Atap salah satu toko kelontong di Kecamatan Bantarsari, Cilacap ambruk akibat di hajar angin kencang, Kamis (10/4/2025). BPBD Cilacap memastikan ada 225 rusak. Angin kencang juga merusak sekolah, pasar, kantor pemerintah dan tempat ibadah. (doc/bpbd cilacap)

CILACAP – Hujan dan angin kencang, menerjan dan hajar ratusan rumah warga di Kecamatan Bantarsari, Cilacap, Kamis (10/4/2025) siang. Peristiwa ini tidak menimbulkan korban jiwa. Namun 3 keluarga terpaksa mengungsi ke rumah kerabat terdekat.

Bencana ini terjadi saat hujan deras mengguyur wilayah tersebut. Warga merasakan tiupan angin sangat kencang hingga menerbangkan atap rumah yang berbahas asbes. Selain itu, sejumlah pohon tumbang dan menimpa rumah warga hingga mengalami rusak berat.

Data BPBD Cilacap menyebutkan, angin kencang ini sudah hajar dan merusak 225 rumah rusak di 5 desa di Kecamatan Bantarsari. Rinciannya adalah 28 rusak berat, 41 sedang dan sisanya rusak ringan. BPBD memperkirakan total kerugian mencapai Rp 254 juta lebih.

Selain itu, angin kencang di Cilacap ini juga hajar fasilitas umum berupa sekolah, pasar, kantor pemerintah dan tempat ibadah. Termasuk Kantor Kecamatan Bantarsari yang mengalami kerusakan tingkat sedang.

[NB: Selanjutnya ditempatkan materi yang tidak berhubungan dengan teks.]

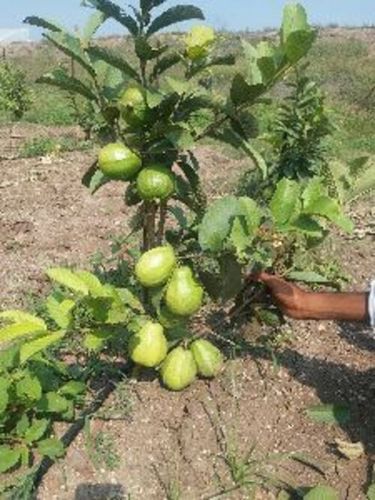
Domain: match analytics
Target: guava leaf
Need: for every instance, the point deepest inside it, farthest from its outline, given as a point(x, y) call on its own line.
point(180, 137)
point(114, 58)
point(216, 223)
point(37, 430)
point(95, 340)
point(110, 9)
point(242, 92)
point(52, 402)
point(238, 236)
point(308, 226)
point(219, 219)
point(174, 15)
point(93, 24)
point(68, 279)
point(60, 310)
point(9, 358)
point(330, 209)
point(163, 64)
point(4, 395)
point(60, 78)
point(147, 5)
point(233, 138)
point(51, 447)
point(32, 347)
point(17, 330)
point(73, 388)
point(94, 178)
point(43, 23)
point(71, 46)
point(96, 289)
point(29, 388)
point(16, 316)
point(9, 457)
point(179, 86)
point(266, 61)
point(296, 34)
point(285, 201)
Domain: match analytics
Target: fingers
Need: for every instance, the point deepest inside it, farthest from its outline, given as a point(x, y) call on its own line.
point(258, 276)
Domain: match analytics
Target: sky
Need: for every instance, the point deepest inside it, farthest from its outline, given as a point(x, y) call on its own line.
point(222, 14)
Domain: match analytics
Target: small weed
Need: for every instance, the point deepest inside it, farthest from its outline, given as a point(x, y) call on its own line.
point(101, 449)
point(121, 407)
point(42, 146)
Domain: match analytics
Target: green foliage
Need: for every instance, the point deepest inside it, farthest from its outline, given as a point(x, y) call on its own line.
point(299, 130)
point(36, 389)
point(15, 94)
point(213, 242)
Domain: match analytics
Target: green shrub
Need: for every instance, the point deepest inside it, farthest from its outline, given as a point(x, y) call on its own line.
point(15, 95)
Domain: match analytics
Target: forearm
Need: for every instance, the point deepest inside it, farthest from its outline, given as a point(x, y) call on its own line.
point(335, 306)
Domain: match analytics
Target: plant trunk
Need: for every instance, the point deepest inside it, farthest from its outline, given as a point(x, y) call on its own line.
point(149, 216)
point(162, 219)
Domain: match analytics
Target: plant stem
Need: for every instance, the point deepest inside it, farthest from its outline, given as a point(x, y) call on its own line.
point(162, 219)
point(149, 216)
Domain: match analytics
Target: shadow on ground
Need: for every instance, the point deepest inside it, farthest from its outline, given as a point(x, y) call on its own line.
point(99, 492)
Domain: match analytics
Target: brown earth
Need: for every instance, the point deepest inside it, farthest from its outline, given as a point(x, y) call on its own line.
point(173, 442)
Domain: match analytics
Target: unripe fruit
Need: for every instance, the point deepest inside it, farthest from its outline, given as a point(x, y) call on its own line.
point(133, 106)
point(168, 319)
point(322, 492)
point(118, 162)
point(155, 266)
point(149, 346)
point(156, 182)
point(184, 294)
point(179, 369)
point(208, 358)
point(131, 195)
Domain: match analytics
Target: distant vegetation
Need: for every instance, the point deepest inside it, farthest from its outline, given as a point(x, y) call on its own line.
point(342, 64)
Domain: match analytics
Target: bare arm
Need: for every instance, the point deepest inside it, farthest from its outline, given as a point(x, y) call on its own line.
point(299, 304)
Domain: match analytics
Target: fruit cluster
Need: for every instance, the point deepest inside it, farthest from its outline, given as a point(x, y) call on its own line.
point(118, 162)
point(183, 297)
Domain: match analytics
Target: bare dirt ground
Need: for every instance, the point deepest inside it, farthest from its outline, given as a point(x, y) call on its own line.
point(171, 443)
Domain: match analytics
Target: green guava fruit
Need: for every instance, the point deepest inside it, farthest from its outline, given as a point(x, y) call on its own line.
point(178, 369)
point(131, 195)
point(156, 182)
point(149, 346)
point(155, 266)
point(208, 358)
point(168, 319)
point(118, 162)
point(199, 41)
point(184, 294)
point(322, 492)
point(133, 106)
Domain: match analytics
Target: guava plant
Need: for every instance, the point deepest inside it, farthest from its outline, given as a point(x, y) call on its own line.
point(158, 105)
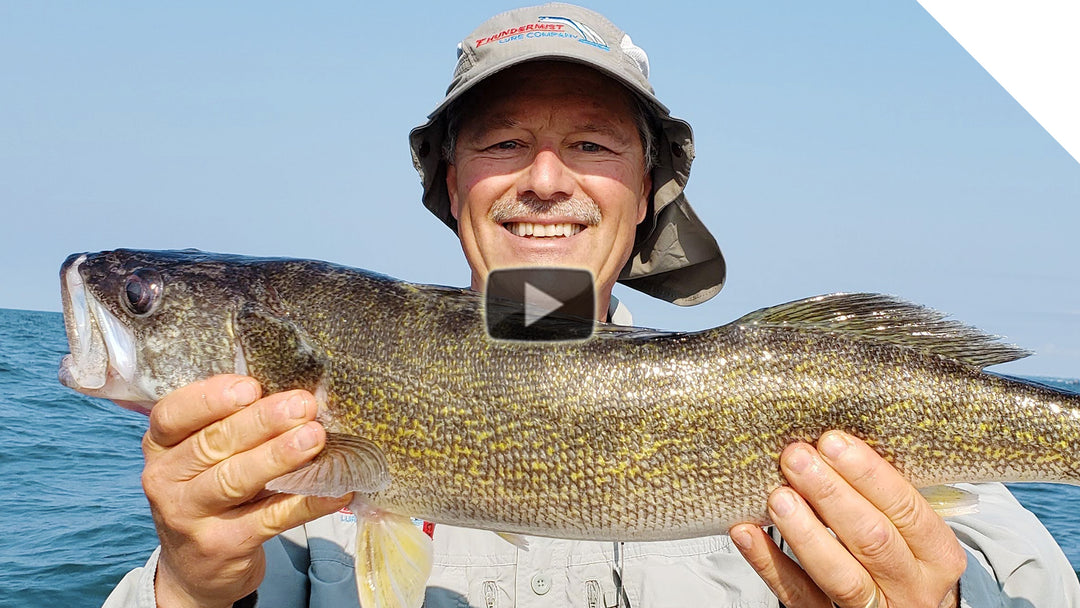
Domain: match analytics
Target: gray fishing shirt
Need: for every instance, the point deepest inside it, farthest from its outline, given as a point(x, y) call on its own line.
point(1012, 561)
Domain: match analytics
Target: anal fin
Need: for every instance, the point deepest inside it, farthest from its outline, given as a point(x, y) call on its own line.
point(393, 558)
point(949, 501)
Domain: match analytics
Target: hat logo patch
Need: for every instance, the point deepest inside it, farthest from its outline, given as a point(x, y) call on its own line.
point(549, 27)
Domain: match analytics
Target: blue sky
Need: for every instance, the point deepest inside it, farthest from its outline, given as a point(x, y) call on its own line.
point(841, 146)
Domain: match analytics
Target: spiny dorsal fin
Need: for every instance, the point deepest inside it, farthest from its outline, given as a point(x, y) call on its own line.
point(890, 320)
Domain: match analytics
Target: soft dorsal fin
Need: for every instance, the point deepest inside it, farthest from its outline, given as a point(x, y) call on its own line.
point(890, 320)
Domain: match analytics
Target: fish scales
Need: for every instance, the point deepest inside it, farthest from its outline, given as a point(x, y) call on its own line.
point(634, 434)
point(613, 438)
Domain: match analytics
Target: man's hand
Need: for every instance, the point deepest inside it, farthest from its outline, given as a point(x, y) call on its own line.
point(888, 540)
point(210, 451)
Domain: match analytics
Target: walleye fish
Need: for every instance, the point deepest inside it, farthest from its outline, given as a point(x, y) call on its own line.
point(632, 435)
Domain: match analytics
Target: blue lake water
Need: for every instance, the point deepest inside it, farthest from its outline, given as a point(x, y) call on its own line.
point(72, 514)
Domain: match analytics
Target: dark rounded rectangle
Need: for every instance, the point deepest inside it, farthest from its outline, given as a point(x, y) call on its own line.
point(540, 304)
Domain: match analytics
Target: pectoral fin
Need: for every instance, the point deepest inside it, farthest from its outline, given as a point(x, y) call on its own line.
point(393, 558)
point(348, 463)
point(277, 352)
point(949, 501)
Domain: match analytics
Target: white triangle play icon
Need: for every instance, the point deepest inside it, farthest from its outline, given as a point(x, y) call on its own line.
point(538, 305)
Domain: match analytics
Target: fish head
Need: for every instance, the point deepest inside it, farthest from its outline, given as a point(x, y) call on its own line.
point(140, 324)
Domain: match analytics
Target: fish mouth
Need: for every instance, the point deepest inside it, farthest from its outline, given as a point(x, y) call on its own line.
point(103, 360)
point(539, 230)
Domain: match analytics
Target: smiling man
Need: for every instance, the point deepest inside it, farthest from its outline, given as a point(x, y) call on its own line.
point(551, 148)
point(552, 174)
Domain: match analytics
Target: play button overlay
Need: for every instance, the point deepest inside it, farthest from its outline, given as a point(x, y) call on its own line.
point(539, 304)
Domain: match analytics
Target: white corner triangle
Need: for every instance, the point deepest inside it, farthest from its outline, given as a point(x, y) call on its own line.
point(1030, 48)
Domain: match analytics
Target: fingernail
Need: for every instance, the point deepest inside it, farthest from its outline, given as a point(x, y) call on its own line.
point(296, 406)
point(782, 503)
point(741, 538)
point(306, 437)
point(243, 392)
point(833, 445)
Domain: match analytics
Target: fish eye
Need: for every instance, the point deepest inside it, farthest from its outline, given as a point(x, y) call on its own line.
point(142, 292)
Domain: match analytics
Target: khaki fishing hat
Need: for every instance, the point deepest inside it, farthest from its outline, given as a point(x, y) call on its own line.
point(675, 258)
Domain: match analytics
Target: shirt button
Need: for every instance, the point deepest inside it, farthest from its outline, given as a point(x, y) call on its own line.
point(541, 584)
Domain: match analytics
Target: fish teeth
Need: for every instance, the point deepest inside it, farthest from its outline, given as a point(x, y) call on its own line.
point(542, 230)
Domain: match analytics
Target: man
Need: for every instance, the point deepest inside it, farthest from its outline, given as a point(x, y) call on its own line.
point(551, 148)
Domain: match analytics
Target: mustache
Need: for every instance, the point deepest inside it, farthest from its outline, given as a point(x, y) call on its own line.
point(581, 210)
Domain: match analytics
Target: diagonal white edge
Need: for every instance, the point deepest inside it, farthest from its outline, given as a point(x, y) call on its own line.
point(538, 304)
point(1031, 48)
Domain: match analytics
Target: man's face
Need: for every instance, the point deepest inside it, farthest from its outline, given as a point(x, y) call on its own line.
point(549, 170)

Sementara kerusakan di salah satu sekolah, masuk kategori ringan. Jumat (11/4/2025), siswa sudah kembali masuk sekolah seperti biasa karena ruang kelas tidak tersentuh kerusakan.

Kabid Kedaruratan dan Logistik BPBD Cilacap, Budy Setyawan mengatakan, kerusakan rumah mayoritas pada bagian atap akibat dihajar angin kencang.

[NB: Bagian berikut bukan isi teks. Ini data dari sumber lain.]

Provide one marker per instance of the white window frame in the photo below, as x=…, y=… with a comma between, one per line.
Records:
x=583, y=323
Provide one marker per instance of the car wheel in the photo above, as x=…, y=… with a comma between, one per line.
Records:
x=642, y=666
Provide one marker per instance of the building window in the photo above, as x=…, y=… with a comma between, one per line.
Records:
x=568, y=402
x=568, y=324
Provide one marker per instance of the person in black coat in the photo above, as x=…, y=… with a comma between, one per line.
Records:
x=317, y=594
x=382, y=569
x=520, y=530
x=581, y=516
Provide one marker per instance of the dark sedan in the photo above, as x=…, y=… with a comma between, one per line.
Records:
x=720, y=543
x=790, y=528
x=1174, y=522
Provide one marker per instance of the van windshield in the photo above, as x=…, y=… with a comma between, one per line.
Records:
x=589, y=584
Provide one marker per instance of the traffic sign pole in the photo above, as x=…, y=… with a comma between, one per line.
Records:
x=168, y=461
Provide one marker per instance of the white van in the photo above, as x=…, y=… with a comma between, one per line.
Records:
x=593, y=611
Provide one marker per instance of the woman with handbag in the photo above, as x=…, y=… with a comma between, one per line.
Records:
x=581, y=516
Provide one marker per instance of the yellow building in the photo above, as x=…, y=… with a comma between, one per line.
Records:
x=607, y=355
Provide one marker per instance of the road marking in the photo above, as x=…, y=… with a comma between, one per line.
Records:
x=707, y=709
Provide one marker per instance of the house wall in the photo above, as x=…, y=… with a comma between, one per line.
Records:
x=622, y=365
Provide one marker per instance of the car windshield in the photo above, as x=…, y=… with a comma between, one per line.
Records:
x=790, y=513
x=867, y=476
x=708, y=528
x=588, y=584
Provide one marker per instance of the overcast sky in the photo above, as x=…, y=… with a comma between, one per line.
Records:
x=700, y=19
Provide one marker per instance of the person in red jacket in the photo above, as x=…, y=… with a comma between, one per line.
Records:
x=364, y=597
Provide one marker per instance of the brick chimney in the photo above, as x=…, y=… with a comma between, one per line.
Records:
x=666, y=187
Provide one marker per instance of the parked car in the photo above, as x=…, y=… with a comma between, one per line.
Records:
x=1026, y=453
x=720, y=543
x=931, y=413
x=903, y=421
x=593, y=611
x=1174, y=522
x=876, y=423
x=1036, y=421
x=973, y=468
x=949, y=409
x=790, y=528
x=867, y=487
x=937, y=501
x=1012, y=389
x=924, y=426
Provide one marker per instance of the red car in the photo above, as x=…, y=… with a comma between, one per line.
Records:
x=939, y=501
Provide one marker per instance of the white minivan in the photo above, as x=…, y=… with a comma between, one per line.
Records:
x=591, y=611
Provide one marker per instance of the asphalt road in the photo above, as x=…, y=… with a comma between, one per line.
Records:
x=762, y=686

“Rata-rata atap kena angin. Tapi ada yang tertimpa pohon hingga rusak berat,” katanya.

Dia mencontohkan 28 rumah warga yang rusak parah. Mayoritas kerusakan karena tertimpa pohon tumbang saat angin bertiup sangat kencang.

“Yang rusak berat itu kebanyakan rumah tertimpa pohon. Jadi kaya terbelah,” kata dia.

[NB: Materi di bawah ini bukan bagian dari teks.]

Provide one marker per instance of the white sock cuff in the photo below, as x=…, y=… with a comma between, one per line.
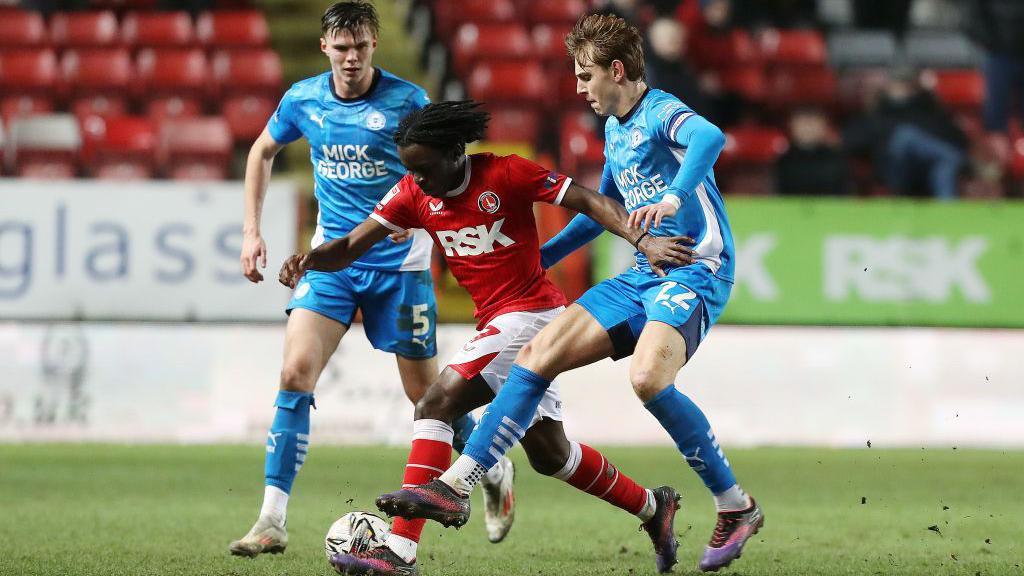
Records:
x=576, y=456
x=432, y=429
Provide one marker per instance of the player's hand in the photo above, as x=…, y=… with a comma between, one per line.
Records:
x=668, y=250
x=645, y=215
x=399, y=237
x=253, y=256
x=293, y=269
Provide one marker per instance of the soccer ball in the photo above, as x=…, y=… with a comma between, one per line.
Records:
x=355, y=532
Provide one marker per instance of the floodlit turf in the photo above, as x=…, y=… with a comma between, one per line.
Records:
x=134, y=510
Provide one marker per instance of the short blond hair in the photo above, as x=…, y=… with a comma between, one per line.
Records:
x=600, y=39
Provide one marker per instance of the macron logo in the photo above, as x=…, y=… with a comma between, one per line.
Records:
x=472, y=241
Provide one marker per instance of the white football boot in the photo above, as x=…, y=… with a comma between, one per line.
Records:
x=499, y=499
x=265, y=536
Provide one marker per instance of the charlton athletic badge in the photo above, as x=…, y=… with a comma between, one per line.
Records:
x=488, y=202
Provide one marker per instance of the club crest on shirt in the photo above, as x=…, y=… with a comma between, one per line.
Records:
x=376, y=120
x=488, y=202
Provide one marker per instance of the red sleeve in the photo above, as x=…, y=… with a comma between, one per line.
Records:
x=535, y=181
x=397, y=209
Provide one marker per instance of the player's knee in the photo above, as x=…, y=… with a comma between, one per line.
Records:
x=646, y=383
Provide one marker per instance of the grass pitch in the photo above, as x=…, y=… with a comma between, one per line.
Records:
x=109, y=510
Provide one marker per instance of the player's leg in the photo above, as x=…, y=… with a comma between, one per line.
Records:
x=585, y=468
x=680, y=309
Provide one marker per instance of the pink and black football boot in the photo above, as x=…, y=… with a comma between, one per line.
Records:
x=731, y=532
x=433, y=500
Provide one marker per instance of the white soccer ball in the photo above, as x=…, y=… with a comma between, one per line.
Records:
x=355, y=532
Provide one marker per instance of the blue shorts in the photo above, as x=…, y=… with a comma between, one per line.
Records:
x=399, y=313
x=689, y=298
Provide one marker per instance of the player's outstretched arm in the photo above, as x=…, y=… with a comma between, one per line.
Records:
x=334, y=255
x=611, y=215
x=258, y=168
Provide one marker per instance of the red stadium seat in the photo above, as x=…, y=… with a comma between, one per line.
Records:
x=247, y=116
x=958, y=88
x=511, y=125
x=788, y=87
x=561, y=12
x=28, y=72
x=581, y=147
x=158, y=30
x=478, y=42
x=20, y=29
x=84, y=29
x=248, y=72
x=122, y=148
x=752, y=146
x=805, y=47
x=232, y=29
x=196, y=148
x=450, y=13
x=522, y=83
x=725, y=50
x=549, y=43
x=14, y=107
x=173, y=72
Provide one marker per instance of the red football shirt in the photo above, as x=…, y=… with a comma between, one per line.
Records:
x=486, y=230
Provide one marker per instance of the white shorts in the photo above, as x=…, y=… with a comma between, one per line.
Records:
x=492, y=352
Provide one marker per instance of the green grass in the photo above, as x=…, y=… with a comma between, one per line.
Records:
x=88, y=509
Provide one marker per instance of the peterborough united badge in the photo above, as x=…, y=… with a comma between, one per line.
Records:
x=488, y=202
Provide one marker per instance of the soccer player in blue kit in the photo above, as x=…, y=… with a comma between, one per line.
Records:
x=348, y=116
x=658, y=159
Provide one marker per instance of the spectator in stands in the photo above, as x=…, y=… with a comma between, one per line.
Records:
x=997, y=26
x=911, y=139
x=813, y=164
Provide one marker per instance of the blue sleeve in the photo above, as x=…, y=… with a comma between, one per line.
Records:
x=581, y=230
x=284, y=125
x=702, y=142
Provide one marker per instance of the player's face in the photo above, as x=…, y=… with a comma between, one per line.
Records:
x=598, y=86
x=431, y=169
x=350, y=56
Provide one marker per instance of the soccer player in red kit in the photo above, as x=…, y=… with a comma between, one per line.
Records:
x=478, y=209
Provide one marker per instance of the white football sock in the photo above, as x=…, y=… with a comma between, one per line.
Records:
x=402, y=546
x=274, y=504
x=464, y=475
x=649, y=507
x=732, y=499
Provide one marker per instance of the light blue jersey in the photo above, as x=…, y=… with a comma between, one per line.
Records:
x=644, y=155
x=354, y=158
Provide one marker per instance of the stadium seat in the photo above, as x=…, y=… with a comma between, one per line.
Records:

Selain rumah dan fasilitas umum, sejumlah toko di sekitar Pasar Kecamatan Bantarsari juga mengalami kerusakan usai di hajar angin kencang. Salah satu toko nampak atapnya rusak parah. Lainnya harus segera ada perbaikan.

Dia menambahkan, hujan pada Kamis siang tidak terlalu deras. Namun justru ada tiupan angin kencang yang menerjang dan hajar ratusan rumah di Cilacap.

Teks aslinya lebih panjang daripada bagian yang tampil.